Pourtant, ils ont du trop faire crédit car la boutique est fermée “depuis longtemps” nous dit un voisin! Dans ces boutiques, les habitants peuvent acheter en particulier des œufs, du fromage en tranchettes sous cellophane (genre morceau de plastique pour hamburger), à la pièce (15 cents!), des piles (vendues déjà déchargées sous blister: on témoigne!), des biberons, et surtout des milliers de mini sachets d’infâmes biscuits apéritifs, crackers et autres chips bien grasses ingurgités à tour de mâchoires par les Colombiens et les Panaméens, adultes et enfants, à  longueur de journée. La minceur légendaire des Kunas est en danger.
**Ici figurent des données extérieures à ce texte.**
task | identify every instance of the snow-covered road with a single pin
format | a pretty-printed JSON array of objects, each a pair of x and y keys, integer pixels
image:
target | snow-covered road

Il n’y a pas que la minceur qui soit en danger… Le monde moderne est entré comme une bombe explosant sur cette société traditionnelle, et le résultat est là, comme dans la plupart des zones un peu reculées de ces contrées: poubelles jonchant des bords de mer qui, jadis servaient bien déjà de dépotoir, mais pour des emballages en feuilles de bananier ou de coco. A présent, tout se vend emballé et l’emballage subit le même sort “qu’en tan lontan” comme on disait en Martinique (où le même phénomène sévit…). Télé et musique hurlant dans les huttes. Et téléphone! Le miracle du siècle est arrivé ici. Après tout, il n’y a pas de raison, et Nargana s’enorgueillit d’un très typique “centre de communications”.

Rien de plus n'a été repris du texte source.